Donald Trump tiene a gala su política migratoria como gran baluarte político: mano dura contra las personas que han accedido irregularmente al país y, en especial, a aquellos procedentes de Latinoamérica o determinadas zonas que considera indeseables. Incluso, el ahora mandatario estadounidense llegó a alimentar el odio contra determinados países (‘shithole countries’) y sus acólitos propagaron fementidas noticias sobre los crueles hábitos (como comer perros) de muchas de estas colectividades.

No es ningún secreto que esta postura no es exclusiva del otro lado del Atlántico: en Europa estamos viviendo un resurgir de los extremismos, de las actitudes marcadamente racistas, alimentadas en parte por rumores y noticias falsas. Es la cuita de la senectud de la sociedad occidental: que en el tráfago de la política y los problemas cotidianos busquemos al enemigo en el extranjero, que acusemos a cualquier inmigrante de cualquiera cuita que se nos pueda ocurrir.

Es un asunto que no deja de sorprenderme. En primer lugar, por sus implicaciones sociales y lo que dice de nosotros como individuos que necesitan organizarse grupalmente para su mera supervivencia. En segundo lugar, por la terquedad que tenemos en repetir errores del pasado.

En otro análisis sobre estos menesteres ya recordaba cómo en 1924, la aprobación de la Immigration Act impuso cuotas que limitaron severamente la entrada de europeos del Este y del Sur, entre ellos miles de científicos, ingenieros y pensadores varios. La consecuencia directa de dicha decisión fue que, entre 1925 y 1956, Estados Unidos dejó de acoger a más de 1.100 científicos altamente cualificados. Solo en áreas dominadas por estos inmigrantes, la caída de patentes fue del 30%.

Pero es que no necesitamos retrotraernos a cien años atrás para dar cuenta de la relevancia de la inmigración en el ciclo de vida de la innovación. En 2023, el U.S. Census Bureau (fuente poco sospechosa de estar condicionada ideológicamente) analizó 200.000 empresas de ese país. Lo que encontraron los funcionarios fue que las empresas con inmigrantes tienen hasta un 35% más de probabilidad de registrar patentes, aunque el porcentaje llega al 70% en ciertos sectores tecnológicos.

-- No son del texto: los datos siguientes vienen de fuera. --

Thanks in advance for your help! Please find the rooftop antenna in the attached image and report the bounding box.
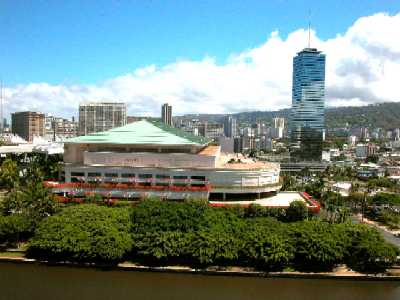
[308,9,311,48]
[0,80,4,134]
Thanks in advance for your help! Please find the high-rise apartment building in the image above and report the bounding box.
[291,48,325,161]
[224,116,237,137]
[11,111,45,142]
[161,103,172,126]
[79,102,126,135]
[271,118,285,139]
[45,115,78,141]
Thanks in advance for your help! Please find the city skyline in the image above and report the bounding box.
[291,48,325,161]
[2,2,400,117]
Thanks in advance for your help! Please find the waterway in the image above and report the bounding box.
[0,262,400,300]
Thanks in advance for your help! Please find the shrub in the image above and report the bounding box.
[28,205,132,264]
[286,200,308,222]
[240,218,294,271]
[289,221,347,271]
[345,225,400,273]
[0,214,34,245]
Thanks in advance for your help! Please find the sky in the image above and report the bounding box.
[0,0,400,117]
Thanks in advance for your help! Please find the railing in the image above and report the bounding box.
[301,192,321,214]
[44,181,211,192]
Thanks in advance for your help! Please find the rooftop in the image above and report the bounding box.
[210,192,307,207]
[65,120,210,146]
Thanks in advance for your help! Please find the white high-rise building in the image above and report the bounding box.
[79,102,126,135]
[271,118,285,139]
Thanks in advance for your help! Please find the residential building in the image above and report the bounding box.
[45,115,78,141]
[79,102,126,135]
[195,122,224,139]
[11,111,45,142]
[271,118,285,139]
[161,103,172,126]
[356,143,377,159]
[291,48,325,161]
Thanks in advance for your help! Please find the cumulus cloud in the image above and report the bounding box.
[5,13,400,117]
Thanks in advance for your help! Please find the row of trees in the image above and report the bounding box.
[28,200,398,273]
[0,156,58,247]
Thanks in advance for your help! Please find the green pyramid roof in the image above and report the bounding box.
[65,120,211,146]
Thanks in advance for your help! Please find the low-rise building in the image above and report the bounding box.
[48,120,281,200]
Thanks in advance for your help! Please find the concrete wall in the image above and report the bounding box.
[65,166,279,189]
[83,152,217,168]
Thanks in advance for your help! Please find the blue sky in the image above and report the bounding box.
[0,0,400,86]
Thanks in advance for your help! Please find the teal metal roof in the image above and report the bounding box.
[65,120,211,146]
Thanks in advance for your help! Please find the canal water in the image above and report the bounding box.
[0,263,400,300]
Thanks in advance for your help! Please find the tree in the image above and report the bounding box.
[345,225,400,273]
[27,204,132,264]
[289,221,347,271]
[0,214,34,246]
[1,181,57,222]
[0,158,19,192]
[286,200,308,222]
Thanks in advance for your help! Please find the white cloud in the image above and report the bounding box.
[5,13,400,117]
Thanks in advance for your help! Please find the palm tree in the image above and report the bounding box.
[0,159,19,193]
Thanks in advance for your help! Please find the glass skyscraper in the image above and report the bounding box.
[290,48,325,161]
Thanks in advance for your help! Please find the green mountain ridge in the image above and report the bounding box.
[181,102,400,130]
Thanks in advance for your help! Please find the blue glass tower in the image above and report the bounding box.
[290,48,325,161]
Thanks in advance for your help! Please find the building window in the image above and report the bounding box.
[139,174,153,179]
[88,172,101,177]
[121,173,136,178]
[71,172,85,177]
[174,176,188,186]
[104,173,118,178]
[191,176,206,181]
[138,174,153,186]
[156,174,171,186]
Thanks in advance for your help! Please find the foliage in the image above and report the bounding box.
[0,159,19,191]
[0,181,56,222]
[28,205,132,264]
[239,219,294,270]
[286,200,308,222]
[0,214,34,246]
[345,225,400,273]
[369,193,400,205]
[289,221,346,271]
[18,199,397,272]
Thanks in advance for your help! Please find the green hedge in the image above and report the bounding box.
[28,204,132,264]
[25,200,399,273]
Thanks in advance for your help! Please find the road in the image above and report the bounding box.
[351,216,400,249]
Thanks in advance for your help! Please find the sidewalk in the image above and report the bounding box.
[353,214,400,248]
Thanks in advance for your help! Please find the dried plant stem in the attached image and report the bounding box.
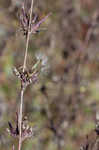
[18,0,33,150]
[23,0,33,71]
[18,90,24,150]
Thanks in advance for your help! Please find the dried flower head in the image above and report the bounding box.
[20,4,51,38]
[7,113,39,141]
[13,60,41,89]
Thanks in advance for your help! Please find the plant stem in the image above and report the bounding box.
[23,0,33,71]
[18,90,24,150]
[18,0,34,150]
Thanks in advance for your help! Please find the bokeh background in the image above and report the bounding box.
[0,0,99,150]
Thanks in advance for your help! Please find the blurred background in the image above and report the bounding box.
[0,0,99,150]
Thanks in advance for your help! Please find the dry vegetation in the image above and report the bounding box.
[0,0,99,150]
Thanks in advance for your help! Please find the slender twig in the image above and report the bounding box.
[23,0,33,71]
[18,0,33,150]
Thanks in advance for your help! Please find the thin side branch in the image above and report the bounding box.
[18,0,33,150]
[23,0,33,72]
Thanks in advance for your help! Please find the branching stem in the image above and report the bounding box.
[18,0,33,150]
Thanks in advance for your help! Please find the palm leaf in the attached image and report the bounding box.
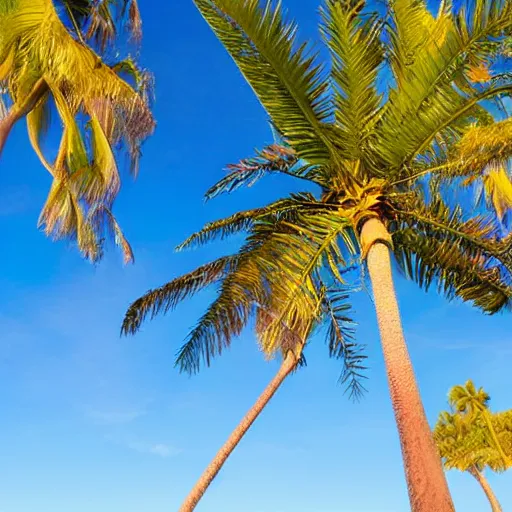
[194,0,332,164]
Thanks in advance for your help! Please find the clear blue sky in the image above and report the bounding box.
[0,0,512,512]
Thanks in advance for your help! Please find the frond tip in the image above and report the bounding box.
[121,256,236,335]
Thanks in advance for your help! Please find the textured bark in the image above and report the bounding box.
[469,469,503,512]
[361,219,454,512]
[179,351,297,512]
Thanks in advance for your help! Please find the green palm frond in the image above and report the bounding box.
[434,380,512,471]
[0,0,154,261]
[177,193,332,251]
[393,228,512,314]
[320,0,384,166]
[60,0,142,51]
[322,288,367,400]
[378,0,512,174]
[194,0,332,165]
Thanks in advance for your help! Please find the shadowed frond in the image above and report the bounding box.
[322,288,367,400]
[0,0,154,261]
[205,144,301,199]
[320,0,384,166]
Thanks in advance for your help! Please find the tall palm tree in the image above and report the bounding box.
[122,264,366,512]
[0,0,154,261]
[434,396,512,512]
[448,380,512,466]
[125,0,512,512]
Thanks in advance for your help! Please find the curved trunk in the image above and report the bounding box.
[179,351,297,512]
[361,219,454,512]
[0,78,48,156]
[469,468,503,512]
[0,110,17,156]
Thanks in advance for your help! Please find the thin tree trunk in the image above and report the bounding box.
[0,78,48,156]
[469,469,503,512]
[179,351,297,512]
[361,219,454,512]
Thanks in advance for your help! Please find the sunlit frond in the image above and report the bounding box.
[121,256,237,334]
[320,0,384,166]
[0,0,154,261]
[194,0,332,165]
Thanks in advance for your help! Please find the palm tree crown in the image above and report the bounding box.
[123,0,512,512]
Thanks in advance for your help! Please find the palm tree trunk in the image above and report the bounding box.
[482,409,510,466]
[179,351,297,512]
[469,468,503,512]
[361,218,454,512]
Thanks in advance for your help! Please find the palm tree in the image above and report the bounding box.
[127,0,512,512]
[0,0,154,261]
[122,266,366,512]
[448,380,512,466]
[434,394,512,512]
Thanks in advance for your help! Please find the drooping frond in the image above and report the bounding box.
[121,256,237,334]
[205,144,303,199]
[322,288,367,400]
[393,195,512,314]
[177,212,356,372]
[0,0,154,261]
[194,0,332,165]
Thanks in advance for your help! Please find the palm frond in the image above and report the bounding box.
[377,0,512,173]
[0,0,154,261]
[320,0,384,166]
[194,0,332,165]
[322,288,367,400]
[205,144,314,199]
[177,194,332,251]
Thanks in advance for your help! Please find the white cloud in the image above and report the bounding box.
[126,441,181,459]
[85,408,146,425]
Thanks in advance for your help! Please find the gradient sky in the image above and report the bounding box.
[0,0,512,512]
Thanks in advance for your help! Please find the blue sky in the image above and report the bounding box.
[0,0,512,512]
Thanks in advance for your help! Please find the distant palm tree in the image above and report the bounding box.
[0,0,154,261]
[125,0,512,512]
[434,386,512,512]
[448,380,512,466]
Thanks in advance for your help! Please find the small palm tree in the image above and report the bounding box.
[434,390,512,512]
[122,266,366,512]
[448,380,512,466]
[127,0,512,512]
[0,0,154,261]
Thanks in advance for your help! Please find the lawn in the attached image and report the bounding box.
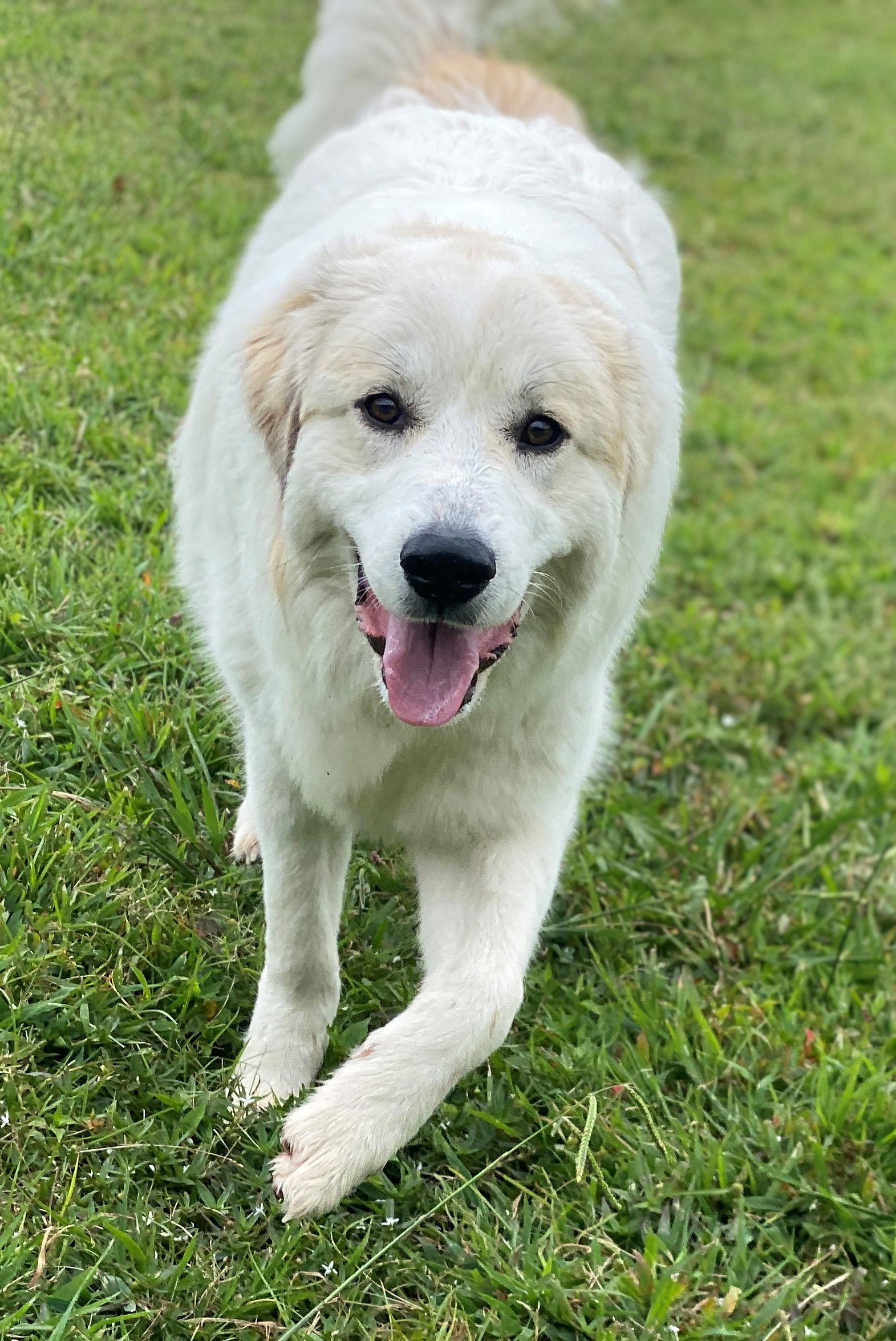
[0,0,896,1341]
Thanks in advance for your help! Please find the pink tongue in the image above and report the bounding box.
[383,614,482,727]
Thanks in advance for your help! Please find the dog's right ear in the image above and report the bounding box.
[242,294,315,488]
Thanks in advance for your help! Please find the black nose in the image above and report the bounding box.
[400,528,494,606]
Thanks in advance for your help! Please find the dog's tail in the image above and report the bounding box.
[268,0,597,181]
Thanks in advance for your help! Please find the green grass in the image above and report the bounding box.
[0,0,896,1341]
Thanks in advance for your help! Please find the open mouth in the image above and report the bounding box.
[355,560,522,727]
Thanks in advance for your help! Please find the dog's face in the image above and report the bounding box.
[245,231,647,725]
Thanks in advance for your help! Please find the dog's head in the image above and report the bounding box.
[245,225,650,725]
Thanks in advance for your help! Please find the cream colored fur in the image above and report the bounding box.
[173,0,679,1216]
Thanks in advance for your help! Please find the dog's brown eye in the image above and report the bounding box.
[362,391,407,428]
[520,414,566,452]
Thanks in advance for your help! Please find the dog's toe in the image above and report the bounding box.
[230,797,261,866]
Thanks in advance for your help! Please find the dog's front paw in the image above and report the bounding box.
[270,1086,382,1221]
[230,797,261,866]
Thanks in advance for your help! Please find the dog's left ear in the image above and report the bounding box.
[242,294,315,488]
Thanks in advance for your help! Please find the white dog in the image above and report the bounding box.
[173,0,680,1218]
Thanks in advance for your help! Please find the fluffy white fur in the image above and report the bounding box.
[173,0,679,1218]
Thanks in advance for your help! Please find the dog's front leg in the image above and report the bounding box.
[234,742,351,1102]
[273,825,566,1219]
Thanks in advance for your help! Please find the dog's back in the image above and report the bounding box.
[268,0,584,181]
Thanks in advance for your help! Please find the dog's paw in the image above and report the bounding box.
[230,797,261,866]
[270,1086,372,1221]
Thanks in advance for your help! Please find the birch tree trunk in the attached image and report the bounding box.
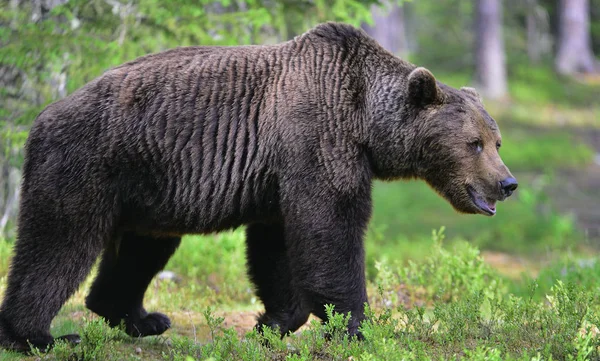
[475,0,507,99]
[363,0,408,57]
[555,0,598,75]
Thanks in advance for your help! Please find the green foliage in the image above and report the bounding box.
[33,318,123,361]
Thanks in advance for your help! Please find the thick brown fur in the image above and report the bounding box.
[0,23,516,350]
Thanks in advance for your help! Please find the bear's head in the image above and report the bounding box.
[375,68,517,216]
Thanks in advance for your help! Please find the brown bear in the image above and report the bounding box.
[0,23,517,350]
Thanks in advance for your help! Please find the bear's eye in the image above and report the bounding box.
[469,139,483,153]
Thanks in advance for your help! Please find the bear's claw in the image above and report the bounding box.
[126,312,171,337]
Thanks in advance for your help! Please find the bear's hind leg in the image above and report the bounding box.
[86,233,181,337]
[0,215,103,351]
[246,223,310,336]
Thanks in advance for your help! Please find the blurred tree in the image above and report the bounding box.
[475,0,507,99]
[526,0,552,63]
[555,0,598,75]
[362,0,408,57]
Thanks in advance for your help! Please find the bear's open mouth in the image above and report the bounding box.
[467,185,496,216]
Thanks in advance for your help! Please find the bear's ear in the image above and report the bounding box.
[460,86,483,104]
[408,67,442,106]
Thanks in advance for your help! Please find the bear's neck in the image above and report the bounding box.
[366,58,419,180]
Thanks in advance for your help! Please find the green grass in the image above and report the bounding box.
[0,232,600,361]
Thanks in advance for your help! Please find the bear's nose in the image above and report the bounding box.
[500,177,519,197]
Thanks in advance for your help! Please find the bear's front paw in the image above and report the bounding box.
[126,312,171,337]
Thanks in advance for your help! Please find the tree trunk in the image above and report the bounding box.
[475,0,507,99]
[555,0,597,75]
[363,0,408,57]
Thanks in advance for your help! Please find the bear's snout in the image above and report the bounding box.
[500,177,519,198]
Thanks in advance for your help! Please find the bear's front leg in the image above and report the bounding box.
[282,176,371,337]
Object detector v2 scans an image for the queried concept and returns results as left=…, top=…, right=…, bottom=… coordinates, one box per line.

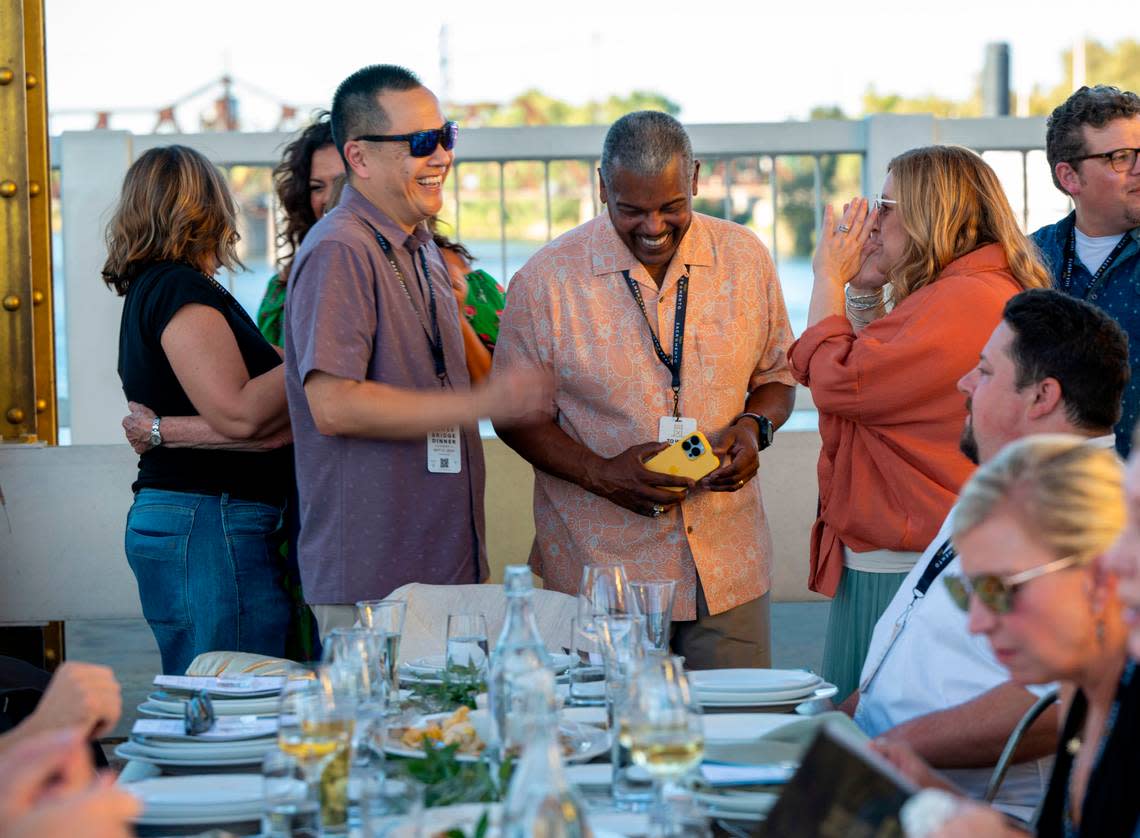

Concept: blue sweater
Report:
left=1032, top=212, right=1140, bottom=457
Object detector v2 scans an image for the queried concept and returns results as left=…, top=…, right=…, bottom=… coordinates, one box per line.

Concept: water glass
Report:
left=567, top=617, right=605, bottom=707
left=577, top=564, right=637, bottom=632
left=629, top=579, right=677, bottom=652
left=356, top=600, right=408, bottom=695
left=360, top=770, right=424, bottom=838
left=445, top=613, right=488, bottom=683
left=261, top=749, right=320, bottom=838
left=595, top=615, right=653, bottom=812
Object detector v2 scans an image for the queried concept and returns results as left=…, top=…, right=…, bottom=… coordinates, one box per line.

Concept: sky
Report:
left=46, top=0, right=1140, bottom=132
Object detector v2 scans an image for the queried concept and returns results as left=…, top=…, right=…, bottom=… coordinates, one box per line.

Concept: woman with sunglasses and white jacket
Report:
left=880, top=434, right=1140, bottom=838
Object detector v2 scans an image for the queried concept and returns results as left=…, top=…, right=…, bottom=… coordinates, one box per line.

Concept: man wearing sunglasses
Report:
left=840, top=290, right=1129, bottom=814
left=285, top=65, right=549, bottom=636
left=1033, top=84, right=1140, bottom=457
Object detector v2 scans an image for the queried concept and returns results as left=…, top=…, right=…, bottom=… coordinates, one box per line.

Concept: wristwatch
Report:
left=732, top=413, right=776, bottom=451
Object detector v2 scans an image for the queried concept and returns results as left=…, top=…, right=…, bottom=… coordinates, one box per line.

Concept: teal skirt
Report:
left=822, top=568, right=906, bottom=703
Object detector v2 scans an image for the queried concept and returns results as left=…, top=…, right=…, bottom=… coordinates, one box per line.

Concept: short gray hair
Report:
left=953, top=433, right=1125, bottom=563
left=602, top=111, right=693, bottom=185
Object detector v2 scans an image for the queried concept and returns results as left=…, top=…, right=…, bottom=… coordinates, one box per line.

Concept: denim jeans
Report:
left=125, top=489, right=290, bottom=675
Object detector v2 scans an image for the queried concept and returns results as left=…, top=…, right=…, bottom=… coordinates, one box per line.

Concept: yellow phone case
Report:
left=645, top=431, right=720, bottom=491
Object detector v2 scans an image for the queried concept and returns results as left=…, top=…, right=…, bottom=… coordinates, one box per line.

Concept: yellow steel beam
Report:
left=0, top=0, right=57, bottom=444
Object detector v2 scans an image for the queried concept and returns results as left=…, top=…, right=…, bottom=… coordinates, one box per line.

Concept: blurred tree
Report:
left=1029, top=39, right=1140, bottom=116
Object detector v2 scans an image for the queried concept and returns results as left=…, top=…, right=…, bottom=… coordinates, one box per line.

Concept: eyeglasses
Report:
left=1069, top=148, right=1140, bottom=174
left=943, top=555, right=1077, bottom=615
left=356, top=122, right=459, bottom=157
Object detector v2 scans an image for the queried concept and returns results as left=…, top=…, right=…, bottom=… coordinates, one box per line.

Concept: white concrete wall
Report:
left=0, top=432, right=820, bottom=623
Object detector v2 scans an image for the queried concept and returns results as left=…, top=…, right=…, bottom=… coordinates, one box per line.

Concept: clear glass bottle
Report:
left=487, top=564, right=551, bottom=770
left=502, top=669, right=594, bottom=838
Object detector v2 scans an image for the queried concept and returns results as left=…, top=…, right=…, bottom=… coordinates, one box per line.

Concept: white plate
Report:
left=115, top=742, right=266, bottom=770
left=699, top=683, right=839, bottom=710
left=123, top=737, right=277, bottom=759
left=689, top=669, right=822, bottom=692
left=401, top=651, right=573, bottom=680
left=125, top=774, right=262, bottom=811
left=146, top=692, right=280, bottom=717
left=694, top=681, right=823, bottom=702
left=693, top=789, right=780, bottom=821
left=701, top=713, right=803, bottom=745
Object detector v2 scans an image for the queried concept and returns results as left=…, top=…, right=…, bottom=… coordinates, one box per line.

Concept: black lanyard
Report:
left=858, top=538, right=958, bottom=694
left=621, top=270, right=690, bottom=418
left=1061, top=223, right=1129, bottom=300
left=914, top=538, right=958, bottom=600
left=368, top=225, right=447, bottom=387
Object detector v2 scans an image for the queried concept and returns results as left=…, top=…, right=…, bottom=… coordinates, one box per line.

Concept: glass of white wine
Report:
left=277, top=669, right=355, bottom=832
left=619, top=656, right=705, bottom=836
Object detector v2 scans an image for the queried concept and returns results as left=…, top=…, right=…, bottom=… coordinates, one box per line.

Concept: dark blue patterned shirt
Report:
left=1033, top=212, right=1140, bottom=457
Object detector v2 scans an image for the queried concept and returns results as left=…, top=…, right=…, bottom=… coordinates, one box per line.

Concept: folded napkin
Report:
left=705, top=713, right=868, bottom=766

Estas empresas son más innovadoras, más productivas y más propensas a generar patentes que las creadas solo por nativos de Estados Unidos. Y, a diferencia de otras métricas, en este caso daba igual si se filtran los datos por sectores, tamaño de compañía o nivel educativo. El resultado siempre es el mismo: la diversidad multiplica las ideas y la capacidad de convertir el conocimiento humano en valor económico.

Además esto no es un juego de suma cero, porque la cuestión de fondo no es estadística, sino estratégica: si la innovación depende de la diversidad, cada visado denegado es un proyecto que no se desarrollará aquí. Cada frontera cerrada es una oportunidad que se abre en otra parte del mundo. Europa habla con orgullo de soberanía tecnológica, pero sigue sin comprender que la soberanía del siglo XXI no se mide por el acero ni por el gas, sino por la inteligencia y la creatividad que es capaz de atraer.

Podemos seguir navegando el vericueto por el que Trump y compañía nos quieren hacer transitar o, por el contrario, echarnos un cuarto a espadas y defender la importancia de la migración (regulada y controlada, por supuesto) para crear sociedades que no sean óbice para el progreso de la Humanidad en su conjunto. Es cierto que hay una renuencia generalizada a aceptar esta premisa, aunque esté sustentada con cifras y experiencias pasadas, pero es obligación de todos, desde los gerifaltes hasta los humildes siervos del sector tecnológico, mantenernos firmes en esta posición.